ABSTRACT

An extract from James Douglas’s prestigious folio publication on the botany of the coffee tree. Douglas’s work on coffee began in 1725 with a 22-page botanical and historical analysis of the coffee bean appended to Lilium Sarniense: or, A Description of the Guernsay-Lilly; to which is added The Botanical Dissection of the Coffee-Berry (London, G, Strahan, 1725). This work on coffee is substantially repeated and elaborated in his later publications. His main study on coffee, Arbor Yemensis fructum Cofè ferens, followed in 1727, with a separately issued Supplement (see below, pp. 219–76) published in the same year. Further studies of chocolate and tea were prepared, but not published. Arbor Yemensis fructum Cofè ferens comprises five sections, of which the third is included here. He begins with a list of the diverse names given to the coffee drink, the coffee bean and the coffee plant derived from the various authors who have written on it (finding 29 different names for the drink, 39 names for the bean, and 27 for the tree).
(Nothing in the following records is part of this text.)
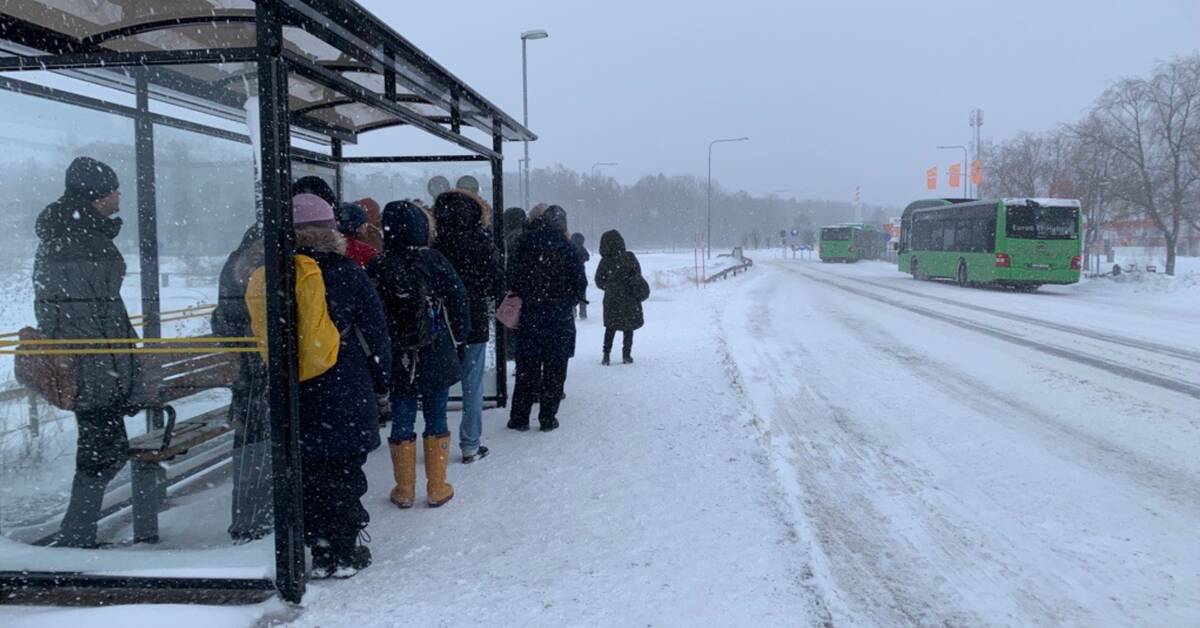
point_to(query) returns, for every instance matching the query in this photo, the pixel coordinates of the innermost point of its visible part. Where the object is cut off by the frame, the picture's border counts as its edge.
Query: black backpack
(409, 304)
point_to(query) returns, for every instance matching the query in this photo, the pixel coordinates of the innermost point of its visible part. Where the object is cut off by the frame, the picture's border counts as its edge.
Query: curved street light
(538, 34)
(966, 192)
(708, 221)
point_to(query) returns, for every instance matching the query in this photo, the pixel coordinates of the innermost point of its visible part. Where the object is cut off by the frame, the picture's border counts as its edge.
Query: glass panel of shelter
(421, 181)
(154, 507)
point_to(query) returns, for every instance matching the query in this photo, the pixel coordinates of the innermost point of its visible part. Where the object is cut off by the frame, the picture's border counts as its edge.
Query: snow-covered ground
(815, 444)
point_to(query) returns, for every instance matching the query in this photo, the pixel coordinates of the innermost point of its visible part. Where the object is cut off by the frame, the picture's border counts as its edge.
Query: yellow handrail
(130, 351)
(185, 340)
(193, 311)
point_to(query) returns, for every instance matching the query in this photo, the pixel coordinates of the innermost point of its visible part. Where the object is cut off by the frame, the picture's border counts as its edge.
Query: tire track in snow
(1128, 372)
(844, 477)
(1143, 345)
(1104, 455)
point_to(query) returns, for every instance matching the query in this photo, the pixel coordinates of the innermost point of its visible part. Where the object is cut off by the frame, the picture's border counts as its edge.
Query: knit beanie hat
(351, 217)
(311, 210)
(315, 185)
(90, 179)
(375, 213)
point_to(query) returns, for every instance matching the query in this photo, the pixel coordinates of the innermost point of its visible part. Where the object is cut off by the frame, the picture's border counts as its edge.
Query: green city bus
(1021, 243)
(851, 243)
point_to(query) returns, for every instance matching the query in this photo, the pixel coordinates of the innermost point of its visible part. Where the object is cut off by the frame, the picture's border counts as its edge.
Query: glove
(384, 404)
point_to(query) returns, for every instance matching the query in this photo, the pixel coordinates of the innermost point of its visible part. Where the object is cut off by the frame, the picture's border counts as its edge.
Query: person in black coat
(465, 239)
(426, 371)
(547, 275)
(251, 506)
(579, 243)
(77, 294)
(619, 275)
(340, 408)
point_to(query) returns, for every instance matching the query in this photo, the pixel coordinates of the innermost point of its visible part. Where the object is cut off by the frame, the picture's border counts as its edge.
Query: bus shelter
(207, 111)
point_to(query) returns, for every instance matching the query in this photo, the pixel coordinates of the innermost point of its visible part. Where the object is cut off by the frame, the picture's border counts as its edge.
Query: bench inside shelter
(169, 377)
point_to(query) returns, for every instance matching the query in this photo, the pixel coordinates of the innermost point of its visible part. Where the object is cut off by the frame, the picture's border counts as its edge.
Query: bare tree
(1152, 127)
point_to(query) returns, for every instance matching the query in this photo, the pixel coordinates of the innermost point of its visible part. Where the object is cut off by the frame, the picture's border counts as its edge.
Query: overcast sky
(833, 94)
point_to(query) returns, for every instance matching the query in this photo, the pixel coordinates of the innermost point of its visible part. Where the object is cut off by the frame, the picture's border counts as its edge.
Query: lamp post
(525, 100)
(966, 192)
(594, 166)
(708, 220)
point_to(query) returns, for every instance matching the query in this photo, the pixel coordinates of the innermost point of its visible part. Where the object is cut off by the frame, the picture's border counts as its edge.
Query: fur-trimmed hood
(321, 240)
The second section on the etymology of these names complains that many descriptions of coffee confuse the name of the bean with that of the plant: his example is the description of the coffee plant by Ray, of which he says ‘Never was there a List of Synonyma compiled with less Judgment than this’. Douglas decides firmly that ‘The fruit is called Buun; and the Tree, the Buun Tree’ (p. 10, not reprinted here). Coffee and all the versions of that word (such as coava or kauhi), he decides, refer solely to the drink or liquor, and are derived from the Turkish word cahveh and from the Arabic Cahouah. After the third chapter on the natural origins of coffee in Yemen, a series of chapters offer Douglas’s botanical observations on the coffee plant (variously its trunk, leaves, flower and fruit) before finishing with a chapter on ‘The Culture of the Coffee Plant in England’, in which he defers to Bradley (see above pp. 165–200). In each chapter, Douglas proceeds by a combination of scholasticism and empiricism: first surveying extant knowledge and secondly offering his own observations, where possible.